なぜ”平成”コンテンツはZ世代女子を虜にするのか 「平成女児」「平成ギャル」の流行から考える

”平成”コンテンツがZ世代女子の心を掴む理由

 いま、Z世代の女子たちにとって熱いワードのひとつが”平成”である。当時爆発的な人気を誇っていたバンダイのおもちゃ「たまごっち」ブームが再来したり、マクドナルドで平成のバーガーが復活したりといったニュースは大きな話題を呼んだ。また、平成リバイバルはファッショントレンドにもなっている。特に、90年代ギャルのアイコンであったルーズソックスやへそ出しルックなどは「Y2Kファッション」として再び人気を集めている。

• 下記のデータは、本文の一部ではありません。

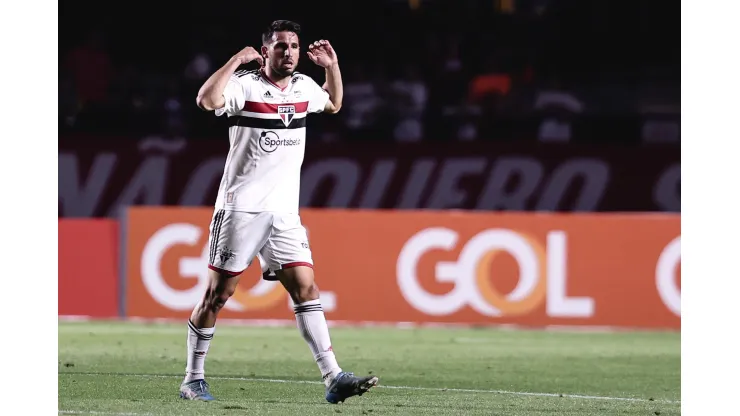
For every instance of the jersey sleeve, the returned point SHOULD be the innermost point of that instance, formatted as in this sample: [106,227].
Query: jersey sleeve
[319,98]
[235,95]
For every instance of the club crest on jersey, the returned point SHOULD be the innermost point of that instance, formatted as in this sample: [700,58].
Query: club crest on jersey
[286,112]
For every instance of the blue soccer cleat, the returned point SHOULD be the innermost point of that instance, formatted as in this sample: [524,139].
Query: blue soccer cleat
[196,390]
[346,385]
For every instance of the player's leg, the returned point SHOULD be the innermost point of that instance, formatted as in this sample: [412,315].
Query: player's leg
[234,240]
[288,253]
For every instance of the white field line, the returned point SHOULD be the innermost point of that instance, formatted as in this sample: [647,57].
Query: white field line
[370,324]
[93,412]
[514,393]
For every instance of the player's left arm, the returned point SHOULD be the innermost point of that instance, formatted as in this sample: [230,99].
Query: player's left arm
[322,54]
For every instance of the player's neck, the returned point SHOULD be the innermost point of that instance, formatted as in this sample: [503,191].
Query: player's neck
[281,81]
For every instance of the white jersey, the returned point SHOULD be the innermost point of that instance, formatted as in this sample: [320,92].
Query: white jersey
[267,137]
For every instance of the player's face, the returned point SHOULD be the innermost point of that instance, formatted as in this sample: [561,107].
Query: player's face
[283,53]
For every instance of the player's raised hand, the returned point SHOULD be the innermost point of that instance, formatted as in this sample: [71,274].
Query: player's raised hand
[322,54]
[248,55]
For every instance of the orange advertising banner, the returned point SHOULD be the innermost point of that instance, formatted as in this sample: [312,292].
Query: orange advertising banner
[479,268]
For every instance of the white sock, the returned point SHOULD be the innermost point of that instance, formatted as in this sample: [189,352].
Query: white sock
[312,324]
[199,339]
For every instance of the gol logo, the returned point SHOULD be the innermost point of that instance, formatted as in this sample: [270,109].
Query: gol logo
[665,276]
[265,294]
[542,274]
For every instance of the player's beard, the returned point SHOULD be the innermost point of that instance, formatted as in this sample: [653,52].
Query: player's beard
[283,72]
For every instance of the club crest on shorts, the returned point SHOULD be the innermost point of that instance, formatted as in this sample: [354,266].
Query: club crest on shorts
[286,112]
[225,254]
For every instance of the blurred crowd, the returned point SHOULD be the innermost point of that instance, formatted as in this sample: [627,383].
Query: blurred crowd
[502,70]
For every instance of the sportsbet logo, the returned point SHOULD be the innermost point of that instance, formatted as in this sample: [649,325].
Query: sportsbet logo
[542,274]
[162,274]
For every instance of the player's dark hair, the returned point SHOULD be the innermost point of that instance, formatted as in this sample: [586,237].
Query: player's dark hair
[280,26]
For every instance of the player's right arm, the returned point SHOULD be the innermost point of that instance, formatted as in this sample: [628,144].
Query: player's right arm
[213,95]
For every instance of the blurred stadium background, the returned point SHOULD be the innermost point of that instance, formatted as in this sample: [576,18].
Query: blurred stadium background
[543,136]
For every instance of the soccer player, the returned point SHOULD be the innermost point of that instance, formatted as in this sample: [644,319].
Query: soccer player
[256,211]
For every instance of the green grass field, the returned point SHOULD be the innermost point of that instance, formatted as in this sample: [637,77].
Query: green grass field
[113,368]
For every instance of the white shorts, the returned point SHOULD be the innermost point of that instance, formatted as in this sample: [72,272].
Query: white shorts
[236,238]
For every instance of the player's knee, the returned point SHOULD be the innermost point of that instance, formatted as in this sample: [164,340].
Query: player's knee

2023年にバンダイから発売された「Tamagotchi Uni」。たまごっちたちのメタバース・「Tamaverse」で世界中のユーザーが育てたたまごっちと交流できるのが特徴。(バンダイ公式サイトより)
2023年にバンダイから発売された「Tamagotchi Uni」。たまごっちたちのメタバース・「Tamaverse」で世界中のユーザーが育てたたまごっちと交流できるのが特徴。(バンダイ公式サイトより)
マクドナルドで期間限定販売された、平成生まれの大人気バーガー3種。(マクドナルド公式サイトより)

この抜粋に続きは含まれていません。